Table 61: Descriptive statistics for clusters (means)

Use of tools in a distance teaching portal

Barbara Class in her PhD thesis already introduced above used cluster analysis to determine learner profiles with respect to tools use. From the portal database she could extract data related to the effective use of the forum, the shoutbox, the personal messages and the journal. Different use of these four tools reveals three different profiles. A first group (14 learners) uses all tools but rather little. A second group (14 learners) uses all tools in an average way and the journal most of all, even more than the “lot group”. A third group (17 learners) uses all tools a lot but uses most the Shoutbox:

Frequency of use	Cluster
Few	Average	A lot
Forum	1.14	2.21	2.59
Shoutbox	1.43	1.43	2.71
Personal messages	1.50	2.36	2.41
Journal	1.21	2.50	1.82

Table 62: Real use of tools split in 3 categories (1: few, 2: average, 3: a lot)

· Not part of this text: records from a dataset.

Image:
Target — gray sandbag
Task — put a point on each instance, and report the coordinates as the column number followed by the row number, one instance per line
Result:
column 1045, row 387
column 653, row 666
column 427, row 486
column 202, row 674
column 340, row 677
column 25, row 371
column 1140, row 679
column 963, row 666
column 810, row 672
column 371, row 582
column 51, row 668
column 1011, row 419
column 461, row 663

According to data gathered from a questionnaire – use according to perception- there exist three profiles: a first group (19 learners) who think they use all tools few; a second group (13 learners) who think they use all tools in an average way but think they use the journal a lot; a third group (18 learners) who think they use all tools a lot except the journal.

Frequency of use	Cluster
Few	Average	A lot
Forum	3.95	4.00	3.89
Shoutbox	1.74	2.15	3.17
Personal messages	2.74	2.69	3.39
Journal	1.84	3.15	2.11

Table 63: Frequency of use of tools – perception of use (1: never, 4: very often)

As you can see in the examples, cluster analysis is a powerful tool to identify groups of people that have similar characteristics. Cluster analysis also can be conducted on variables to find variables that are close to each other. We shall present an example when we discuss repertory grid analysis.

Factor analysis and principal component analysis[edit | edit source]

Factor analysis and principal component analysis (PCA) transform a correlation matrix of possibly correlated variables into a smaller number of factors, called principal components. Like cluster analysis, factor analysis reduces dimensions. Components identify underlying (latent) variables. Factor analysis also can identify which variables “go together”.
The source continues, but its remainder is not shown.